Naveen Jindal School of Management is officially ranked No. 10 in public business schools in the U.S. and No. 27 business schools overall, according to a new ranking from U.S News and World Report; a six-place jump from a ranking of No. 33 in Sept. 2021.
Dean of JSOM Hasan Pirkul credits the rating jump to JSOM’s full-time MBA program, which offers a comprehensive understanding of fundamental aspects of business management, including leadership and organizational behavior, before entering post-graduate life. The increased ranking comes as UTD now reaches T50 public school status – according to U.S. News and World Report, UTD is ranked No. 58 in public schools this year, compared to a No. 72 ranking in October 2022.
Of UTD’s seven schools, JSOM has the most students enrolled, with 10,412 students in 2022, accounting for 25% of all undergraduates and 49% of graduates. JSOM also ranked No. 2 worldwide in business-related research contributions from the years 2018–2022. Research projects through Jindal professors include improving fraud identification technology, the impact of racial diversity on retail store success and the effect of fraud on investor behavior.
Pirkul has directed the school for 27 years. He received a bachelor’s degree in industrial engineering from Bogazici University in Istanbul, Turkey and graduated from the University of Rochester’s Simon School with a master’s degree in management science and a Ph.D. in computer information systems. Pirkul said UTD’s ranking can be attributed to his efforts with his colleagues, including creating unique internship opportunities and pursuing international recognition. Under Pirkul’s tenure, JSOM has hired world-class faculty, like associate professor Skuza Agnieszka, a business growth coach from Poland with extensive research in talent management, as well as Business Analytics Director Prajakti Akarte, who has interest in finance, geopolitics and data science.
“I came with the goal of building [a] nationally and internationally ranked visible high quality business school and I think if you have that commitment … good things happen,” Pirkul said.
JSOM offers students seven degrees available to both undergraduate and graduate students: business administration, finance, global business, healthcare management, human resource management, marketing and supply chain management. This contrasts with other business schools such as University of Texas at Austin and Texas Tech, which typically offer two: business administration and executive or STEM and professional business administration. Pirkul said that after JSOM’s rapid growth he realized faculty could not serve students well enough due to their numbers, leading to the split of business administration and accounting into seven individual degrees.
“I can [also] have faculty and staff focused on each one of these degrees. So that’s why our students are, in my opinion, very well served,” Pirkul said.
In UTD as a whole, information technology ranks as the fifth most popular major for graduate students. According to the class profile for the full-time MBA program in JSOM, the top three undergraduate majors are business, engineering, and social sciences. Business analytics sophomore Sejal Goyal, who is also the treasurer for Business Professionals of America, said that she thinks differently.

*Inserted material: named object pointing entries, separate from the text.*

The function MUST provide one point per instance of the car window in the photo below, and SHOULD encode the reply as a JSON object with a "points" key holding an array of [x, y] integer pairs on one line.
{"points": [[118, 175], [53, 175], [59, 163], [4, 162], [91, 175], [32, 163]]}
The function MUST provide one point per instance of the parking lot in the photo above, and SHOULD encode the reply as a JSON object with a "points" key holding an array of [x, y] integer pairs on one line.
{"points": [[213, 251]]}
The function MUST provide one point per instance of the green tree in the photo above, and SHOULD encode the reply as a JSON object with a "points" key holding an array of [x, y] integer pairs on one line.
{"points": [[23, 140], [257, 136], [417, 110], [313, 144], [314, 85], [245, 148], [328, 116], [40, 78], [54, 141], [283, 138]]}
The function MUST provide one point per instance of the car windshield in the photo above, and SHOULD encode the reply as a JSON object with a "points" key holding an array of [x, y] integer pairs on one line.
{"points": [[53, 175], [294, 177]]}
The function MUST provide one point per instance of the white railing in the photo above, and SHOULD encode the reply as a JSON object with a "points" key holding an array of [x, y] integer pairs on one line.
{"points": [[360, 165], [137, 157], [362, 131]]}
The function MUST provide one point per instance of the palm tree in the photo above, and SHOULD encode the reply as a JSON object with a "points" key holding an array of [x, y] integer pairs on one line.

“In my opinion, I think [the top three] would be either ITS, finance or business analytics. [It is] mainly recognized, and it’s well regarded and has a high reputation for it as well,” Goyal said.
Pirkul said that hiring outstanding faculty and staff was a reason for the school’s success. He said the most important quality he looks for in new hires is their commitment. Regardless of their talent, they must have the ability to help their students and raise them as successful business professionals.
“I tell them, you have to take care of my students. If you don’t, then we have a problem … We do not tolerate a faculty member who doesn’t care [about their students],” Pirkul said.
International management studies graduate Matthew Fitzgerald, who is also the president of Global Business Organization, said that JSOM maintains its high standards in part through good professional development opportunities. The JSOM Career Management center can direct students toward a specialist to help them find internships and learn fundamental business skills. For example, a way to obtain professional development skills is case studies, business scenarios students walk through with professors to see how they might approach a similar situation in their career.
“I think definitely having that high standard to look forward to has helped JSOM improve over time a lot as well,” Fitzgerald said.
Both Fitzgerald and Goyal said they would like to see more availability, as classes are not offered every semester, and it can be difficult to match with career fair opportunities in a timely manner. Vice Dean of JSOM Varghese Jacob also said the school would like more class availability as well as more opportunities for economically disadvantaged students. One such resource includes the Jindal Young Scholars Program, which connects Dallas ISD graduates to scholarships at UTD.
“We want to expand that program so that we have students who are economically disadvantaged, have the same ability to access and go to college, like somebody who is living in a more affluent neighborhood who has more access to resources,” Jacob said.
Fitzgerald said JSOM has the most international students enrolled thanks to the strong reputation of JSOM’s full-time MBA program. According to the program’s class profile, 39% of students are international, while 61% are domestic. Additionally, organizations such as the Global Business Organization and Business Professionals of America at UTD help locals, students and alumni network.
“We want to make sure that you [guys] grow up as open-minded and citizens of the country and be ready to contribute to the society and to the companies that you go to work for,” Pirkul said.